Aspek-aspek yang tidak jauh berbeda tentang kualitas kehidupan kerja
diajukan oleh McKenna (2006: 13), yakni: (1) sistem penggajian yang memadai dan
adil, (2) lingkungan kerja yang aman dan sehat, (3) rutinitas kerja yang mengurangi
gangguan pada kesenangan dan kebutuhan keluarga, (4) pekerjaan yang
mengembangkan kemampuan manusia, (5) kesempatan bagi pertumbuhan dan

jaminan pribadi, (6) suatu lingkungan sosial yang mendorong identitas pribadi, lolos
dari kecurigaan, perasaan komunal, dan mobilitas naik, (7) hak bagi kerahasiaan
pribadi dan hak untuk menolak, dan (8) organisasi yang bertanggungjawab secara
sosial.
Dari uraian di atas tamak bahwa kualitas kehidupan kerja adalah kondisi
keseluruhan atas pengalaman yang dirasakan individu selama di tempat kerja yang
memengaruhi sikap dan perilakunya dalam bekerja ditinjau berdasarkan: keamanan
lingkungan kerja, kesehatan lingkungan kerja, pekerjaan yang mengembangkan
kemampuan individu, mendorong identitas pribadi, perasaan komunal, kerahasiaan
pribadi, menghargai hak asasi manusia, dan tanggungjawab sosial organisasi.

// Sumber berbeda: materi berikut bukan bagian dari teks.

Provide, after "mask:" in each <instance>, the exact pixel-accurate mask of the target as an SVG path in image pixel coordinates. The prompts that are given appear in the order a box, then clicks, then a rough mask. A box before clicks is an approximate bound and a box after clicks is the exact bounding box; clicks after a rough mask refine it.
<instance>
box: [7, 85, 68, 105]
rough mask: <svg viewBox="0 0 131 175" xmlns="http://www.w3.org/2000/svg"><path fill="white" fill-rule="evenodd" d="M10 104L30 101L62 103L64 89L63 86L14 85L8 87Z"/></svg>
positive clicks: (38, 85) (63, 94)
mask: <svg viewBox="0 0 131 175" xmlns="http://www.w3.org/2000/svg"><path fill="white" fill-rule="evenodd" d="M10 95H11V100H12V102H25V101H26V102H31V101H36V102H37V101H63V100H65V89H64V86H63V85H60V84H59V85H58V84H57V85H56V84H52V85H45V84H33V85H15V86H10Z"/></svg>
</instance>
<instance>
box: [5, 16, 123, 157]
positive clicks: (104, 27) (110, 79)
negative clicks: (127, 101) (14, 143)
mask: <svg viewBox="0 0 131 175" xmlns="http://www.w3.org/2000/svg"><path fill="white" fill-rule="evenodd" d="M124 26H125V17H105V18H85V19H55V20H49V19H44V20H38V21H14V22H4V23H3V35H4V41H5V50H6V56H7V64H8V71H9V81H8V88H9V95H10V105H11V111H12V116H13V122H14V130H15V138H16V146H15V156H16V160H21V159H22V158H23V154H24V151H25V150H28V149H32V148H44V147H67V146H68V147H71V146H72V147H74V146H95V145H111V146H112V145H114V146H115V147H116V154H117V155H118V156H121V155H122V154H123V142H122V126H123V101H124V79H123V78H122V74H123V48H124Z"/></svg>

B. Penelitian Yang Relevan


Penelitian-penelitian

terdahulu

yang

relevan

dengan

pengaruh

kepemimpinan, keadilan organisasi dan kualitas kehidupan kerja terhadap


organizational citizenship behavior disajikan sebagai berikut:

1. Pengaruh Kepemimpinan terhadap OCB


Penelitian terkait pengaruh kepemimpinan terhadap OCB dilakukan oleh
Syahril dan Widyarini (2010: 40). Penelitian dilakukan terhadap 61 pegawai sebuah
perusahaan minyak nasional Area Jambi Region Sumatera. Pengumpulan data
dilakukan dengan metode angket dan uji hipotesis dilakukan dengan analisis regresi

ganda. Hasil penelitian menunjukkan bahwa kepemimpinan berpengaruh signifikan


terhadap organizational citizenship behavior.